Kernel modules and kernel settings

Load below kernel modules and add them to modules-load for autoload during the reboot

# modprobe overlay
# modprobe br_netfilter

# cat <<EOF | sudo tee /etc/modules-load.d/k8s.conf
br_netfilter
EOF

Enable IPvX forwarding

# sudo tee /etc/sysctl.d/kubernetes.conf<<EOF
net.bridge.bridge-nf-call-ip6tables = 1
net.bridge.bridge-nf-call-iptables = 1
net.ipv4.ip_forward = 1
EOF
# sysctl -p

set SELinux in permissive mode and verify

# sudo sed -i 's/^SELINUX=enforcing$/SELINUX=permissive/' /etc/selinux/config
# getenforce

Install, configure and run Docker

Install docker, configure associated settings and start it. Docker is required when using older versions of kubernetes (< v1.23) as dockerd talks to containerd to pull K8s images. Docker is not required if cri runtime is containerd.

# dnf update -y
# dnf install -y dnf-plugins-core
# dnf config-manager --add-repo https://download.docker.com/linux/fedora/docker-ce.repo
# dnf install docker-ce docker-ce-cli containerd.io

Create or edit /etc/systemd/system/docker.service.d/http-proxy.conf with proxies, if your setup is behind a proxy. It should have contents as below

[Service]
Environment="HTTPS_PROXY=<proxy-url>"
Environment="HTTP_PROXY=<proxy-url>"
Environment="NO_PROXY=localhost,127.0.0.1,::1"

Set storage driver as overlay2 and use cgroupdriver.

# mkdir -p /etc/docker

Create /edit /etc/docker/daemon.json to have contents as below. The registry-mirror setting in this file is needed when user is limited by docker pull cap limits on free user accounts.

{
"exec-opts": ["native.cgroupdriver=systemd"],
"log-driver": "json-file",
"log-opts": {
"max-size": "50m"
},
"data-root": "/mnt/docker-data",
"storage-driver": "overlay2",
"registry-mirrors": ["https://mirror.gcr.io"]
}

Create ~/.docker/config.json with following contents:

{
        "proxies": {
                "default": {
                        "httpProxy": "<proxy-url>",
                        "httpsProxy": "<proxy-url>",
                        "noProxy": "localhost,127.0.0.1"
                }
        }
}

Start the docker daemon

# systemctl start docker

Create a local registry and verify that it is running.
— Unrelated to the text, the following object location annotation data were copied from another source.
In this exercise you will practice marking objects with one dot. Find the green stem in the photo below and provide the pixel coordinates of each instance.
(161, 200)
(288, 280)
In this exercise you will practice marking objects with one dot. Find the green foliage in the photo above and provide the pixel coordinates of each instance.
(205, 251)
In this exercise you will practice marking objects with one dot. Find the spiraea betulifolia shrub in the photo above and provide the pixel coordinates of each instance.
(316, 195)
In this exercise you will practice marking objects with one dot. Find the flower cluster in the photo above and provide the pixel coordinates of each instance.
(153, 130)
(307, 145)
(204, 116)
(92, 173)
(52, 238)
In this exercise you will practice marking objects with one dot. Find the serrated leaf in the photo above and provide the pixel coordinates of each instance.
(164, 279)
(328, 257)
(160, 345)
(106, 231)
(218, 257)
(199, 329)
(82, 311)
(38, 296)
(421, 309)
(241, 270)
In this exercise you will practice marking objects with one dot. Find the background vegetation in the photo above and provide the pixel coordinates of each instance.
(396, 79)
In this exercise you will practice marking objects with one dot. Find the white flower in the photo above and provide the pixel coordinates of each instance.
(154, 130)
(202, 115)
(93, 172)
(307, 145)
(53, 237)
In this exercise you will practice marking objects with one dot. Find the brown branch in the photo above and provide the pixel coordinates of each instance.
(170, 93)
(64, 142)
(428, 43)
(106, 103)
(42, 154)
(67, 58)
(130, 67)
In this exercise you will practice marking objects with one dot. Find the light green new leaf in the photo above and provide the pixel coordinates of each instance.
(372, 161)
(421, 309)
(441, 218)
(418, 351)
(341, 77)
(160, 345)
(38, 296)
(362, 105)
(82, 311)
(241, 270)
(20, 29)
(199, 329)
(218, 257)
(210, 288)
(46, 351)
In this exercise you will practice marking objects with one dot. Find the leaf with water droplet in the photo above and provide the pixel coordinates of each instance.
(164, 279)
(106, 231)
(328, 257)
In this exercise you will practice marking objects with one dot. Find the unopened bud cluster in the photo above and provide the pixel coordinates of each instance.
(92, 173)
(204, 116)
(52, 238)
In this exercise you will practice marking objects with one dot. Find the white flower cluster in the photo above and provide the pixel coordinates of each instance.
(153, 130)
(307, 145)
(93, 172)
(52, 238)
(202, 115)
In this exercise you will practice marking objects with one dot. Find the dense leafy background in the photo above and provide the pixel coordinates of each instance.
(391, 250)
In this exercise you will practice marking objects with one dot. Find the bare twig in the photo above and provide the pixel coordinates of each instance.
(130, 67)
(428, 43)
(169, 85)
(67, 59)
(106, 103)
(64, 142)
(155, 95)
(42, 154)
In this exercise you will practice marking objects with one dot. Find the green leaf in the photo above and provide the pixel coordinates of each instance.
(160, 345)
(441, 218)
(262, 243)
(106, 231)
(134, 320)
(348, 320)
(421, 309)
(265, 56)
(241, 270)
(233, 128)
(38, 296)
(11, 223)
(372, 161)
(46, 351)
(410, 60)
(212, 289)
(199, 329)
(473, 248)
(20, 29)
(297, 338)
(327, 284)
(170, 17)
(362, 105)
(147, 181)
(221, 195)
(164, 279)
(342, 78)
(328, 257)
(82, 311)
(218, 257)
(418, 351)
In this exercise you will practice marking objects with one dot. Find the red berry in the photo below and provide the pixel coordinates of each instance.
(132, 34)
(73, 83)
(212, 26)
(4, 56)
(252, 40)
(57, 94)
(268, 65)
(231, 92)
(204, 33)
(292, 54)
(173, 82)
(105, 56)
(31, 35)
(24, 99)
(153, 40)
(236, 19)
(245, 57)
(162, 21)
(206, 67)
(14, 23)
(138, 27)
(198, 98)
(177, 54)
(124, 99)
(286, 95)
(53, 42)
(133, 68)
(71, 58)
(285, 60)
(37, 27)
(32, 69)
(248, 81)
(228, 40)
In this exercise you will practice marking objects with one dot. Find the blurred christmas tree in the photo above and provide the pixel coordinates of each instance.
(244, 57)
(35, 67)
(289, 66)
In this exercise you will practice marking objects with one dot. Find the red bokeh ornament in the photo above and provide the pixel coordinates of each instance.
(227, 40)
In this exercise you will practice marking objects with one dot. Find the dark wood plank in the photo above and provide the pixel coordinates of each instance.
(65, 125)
Note that, this requires docker login credentials to setup authentication token on local node.

# docker login
Authenticating with existing credentials...
WARNING! Your password will be stored unencrypted in /root/.docker/config.json.
Configure a credential helper to remove this warning. See
https://docs.docker.com/engine/reference/commandline/login/#credentials-store

Login Succeeded

# docker run -d -p 5000:5000 --restart=always --name registry registry:2
# docker ps
CONTAINER ID        IMAGE               COMMAND                  CREATED             STATUS              PORTS                    NAMES
 99d9b2ede2ea        registry:2          "/entrypoint.sh /etc…"   36 seconds ago      Up 35 seconds       0.0.0.0:5000->5000/tcp   registry

Install, configure and run containerd

Create /etc/crictl.yaml with following contents.

# cat /etc/crictl.yaml
runtime-endpoint: unix:///run/containerd/containerd.sock
image-endpoint: unix:///run/containerd/containerd.sock
timeout: 10
debug: true

Enable containerd services, configure default settings and proxies and start the containerd services.

# systemctl enable containerd.service
# mkdir -p /etc/containerd
# containerd config default | tee /etc/containerd/config.toml

In the /etc/containerd/config.toml file, set SystemCgroup to true under [plugins."io.containerd.grpc.v1.cri".containerd.runtimes.runc.options]. The file would look as below.

...
    [plugins."io.containerd.grpc.v1.cri".containerd.runtimes]
      [plugins."io.containerd.grpc.v1.cri".containerd.runtimes.runc]
        runtime_type = "io.containerd.runc.v2"
        runtime_engine = ""
        runtime_root = ""
        privileged_without_host_devices = false
        base_runtime_spec = ""
        [plugins."io.containerd.grpc.v1.cri".containerd.runtimes.runc.options]
          SystemdCgroup = true
...

Create proxy file and configure proxy settings viz. http_proxy, https_proxy and no_proxy for containerd. Include host IP address, pod subnet and service subnet to the no_proxy setting.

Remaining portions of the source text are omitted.